Standing there, I reflected back to years earlier as I watched two 350-pound male black bears walking through that same fallow field. It was early June, and they slowly and steadily walked 40 yards apart across the length of the field. I thought it a bit odd until I realized they were working together, slowly searching the tall grass and weeds for a newborn fawn. Then, early one morning the following spring, I was awakened by a terrible sound coming in through my bedroom window. It was the piercing cry of a fawn, and I knew instantly that a predator had found its prey. After sufficient time had passed, I slowly and noisily walked into the tall grass to discover the remains of a fawn that had fallen prey to a black bear.

Perhaps the really ugliest event I have ever witnessed in the wild happened one mid-morning in spring gobbler season about ten years ago. The early morning gobbling that had begun at daybreak had subsided, but I remained still, patiently waiting for a response to my intermittent calling. Then, in the distance, I heard a dog barking, and then a second dog joined in. The sounds grew closer, and suddenly, I glimpsed a doe running along a logging road, and in pursuit were the two dogs. As she passed by, I realized that a fawn was hanging from her, and her birthing process had been interrupted by the pursuing dogs. I did not see the outcome of the chase, but I could only imagine that this happens all too often when coyotes discover a doe attempting to give birth.

The good news is that all of these various occurrences, from stillbirth to predation and accidental deaths of young fawns, are but a small percentage of the total number of overall births.
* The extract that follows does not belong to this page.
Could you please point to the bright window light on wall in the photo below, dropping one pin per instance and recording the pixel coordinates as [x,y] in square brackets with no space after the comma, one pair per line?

More often than not, the birth of a single fawn or the birth of twins or sometimes triplets goes off without a hitch, and the young fawns grow to be bucks or fawn-producing does in seasons to come.

For the next several weeks, you may be treated to witnessing the birthing of a fawn or come across in your travels the chance to observe a young fawn. If you happen to be in the woods or fields and stumble across a lone fawn, please avoid the temptation of “helping” the fawn just because you do not see a doe nearby. She will often hide her young and move away — usually still in sight of the spot. You may not see her, but she sees you! She will faithfully return to nurse the fawn and often move it to a new hiding location. Hopefully, you may get a couple of quick photos, but don’t stay long or try to get too close. Appreciate the fact you have seen what many will never see and move on quietly.